La même musique souterraine, produite par les pas et le mouvement des épaules, produisent des sons synchronisés de toutes les cloches des 12 mamuthones qui font penser à des prisonniers enchaînés. L'expression douloureuse du masque pourrait confirmer qu'il perpétue un rite sacrificiel gréco-romain ou aussi des événements moins anciens qui se superposeraient au premier. Dans les deux cas il est un fait évident que les mamuthones sont en état d'esclavage. Des coutumes ancestrales, transmises oralement de père en fils, qui montrent la ferveur de leur foi dans les valeurs acquises, les traditions et les coutumes locales.

 

Les masques à cheval

Quelques jeunes gens s'habillent de vêtements de tissus rouges bordés de soie richement brodés. La chemise est blanche. Les boutonnières d'argent fin ornent les poignets du blouson assorti de franges et de rubans colorés. Les jeunes cavaliers portent de beaux masques et sont du plus grand effet. Ils montent des chevaux hautains bardés pour la fête, avec des grelots autour du cou et harnachés de selles précieusement brodées. La crinière et la queue de l'animal sont tressées de peaux colorées et divisées en mille tresses. Ils déferlent soudain dans les rues du pays, c'est une vision très surprenante. Chevaux et cavaliers semblent être des personnages gigantesques, ils traversent les rues en répandant la musique joyeuse des grelots, et sont poursuivis par les enfants. Les habitants se montrent à la porte de leur maison et leur offrent les gâteaux du carnaval et le vin.

 

La mort du pantin Carnaval

Dans les dernières heures de l'après-midi du Mardi Gras, la population entière se rassemble, y compris les enfants qui grossissent la foule, autour d'un chariot rudimentaire, sur lequel on place le pantin du carnaval du nom de Juvanne Martis ! Ce personnage mourant représente la fin d'un cycle selon certains - la graine qui meurt pour redonner vie à une nouvelle plante et aux nouveaux fruits. Pour d'autres, c'est l'image de la fin du carnaval pour renaître l'année suivante.

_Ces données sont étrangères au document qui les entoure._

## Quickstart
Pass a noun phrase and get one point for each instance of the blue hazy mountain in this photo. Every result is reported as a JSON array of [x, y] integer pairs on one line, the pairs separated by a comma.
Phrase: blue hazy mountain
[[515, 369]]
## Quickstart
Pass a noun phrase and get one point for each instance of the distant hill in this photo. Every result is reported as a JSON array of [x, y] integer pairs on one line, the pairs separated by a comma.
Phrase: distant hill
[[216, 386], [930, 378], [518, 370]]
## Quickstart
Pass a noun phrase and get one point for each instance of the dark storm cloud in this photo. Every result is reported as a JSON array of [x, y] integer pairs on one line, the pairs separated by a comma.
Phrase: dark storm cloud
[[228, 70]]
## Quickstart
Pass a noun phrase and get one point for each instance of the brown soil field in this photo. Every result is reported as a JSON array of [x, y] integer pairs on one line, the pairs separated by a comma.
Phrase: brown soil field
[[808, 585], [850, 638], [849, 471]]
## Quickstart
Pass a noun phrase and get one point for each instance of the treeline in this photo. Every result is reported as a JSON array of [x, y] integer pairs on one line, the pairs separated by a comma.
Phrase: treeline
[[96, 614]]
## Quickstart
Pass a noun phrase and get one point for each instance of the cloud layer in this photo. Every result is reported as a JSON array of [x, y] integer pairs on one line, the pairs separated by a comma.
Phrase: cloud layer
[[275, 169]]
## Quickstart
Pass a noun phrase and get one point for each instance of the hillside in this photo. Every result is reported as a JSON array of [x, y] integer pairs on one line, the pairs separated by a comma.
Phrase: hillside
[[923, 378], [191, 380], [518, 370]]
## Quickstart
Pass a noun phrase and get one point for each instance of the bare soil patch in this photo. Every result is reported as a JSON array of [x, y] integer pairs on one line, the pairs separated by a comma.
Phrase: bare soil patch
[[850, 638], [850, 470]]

Nous assistons à la comédie séduisante et envoûtante : un pantin énorme gît sur un chariot frappé par de graves maladies. Docteurs, chirurgiens et infirmiers en blouses blanches procèdent avec les instruments d'usage. Chacun s'active autour du mourant, les uns s'évertuent à lui percer le crâne, d'autres effectuent des saignées et lui retirent des dizaines de mètres d'intestin. De chaque quartier on apporte des brocs de vin qui sont transvasés, à travers l'entonnoir qui domine la tête de Juvanne Martis dans un tonneau représentant le corps du malade. Des dialogues improvisés et des plaintes jaillissent; les phrases allégoriques sont interrompues par les larmes du chœur des pleureuses de Juvanne.

La mimique qui accompagne le chant de mort donne la mesure du talent à la fois comique et dramatique des acteurs et les gamins chantent à gorges déployées. Le soir venu, le chariot de Juvanne Martis s'éloigne. Les gens se regroupent de nouveau sur la grand-place pour consommer les plats de fèves avec du lard, arrosés d'un vin de pays jusque tard dans la nuit. Le Carnaval de Mamoiada est un véritable enchantement, les danses reprennent dans un enthousiasme communicatif où le partage semble être la clé pour comprendre les racines ancrées dans les gènes de ce peuple chaleureux.

Les anciens de Mamoiada ont toujours été conscients de la valeur historique et culturelle de leurs traditions qu'ils ont pu transmettre à leur descendants au cours des siècles. Ces coutumes sont restées intactes et empreintes de mystères archaïques. Si l'âme des habitants de Mamoiada est sereine, une magie étrange domine et les unit tous dans une action solidaire et dynamique.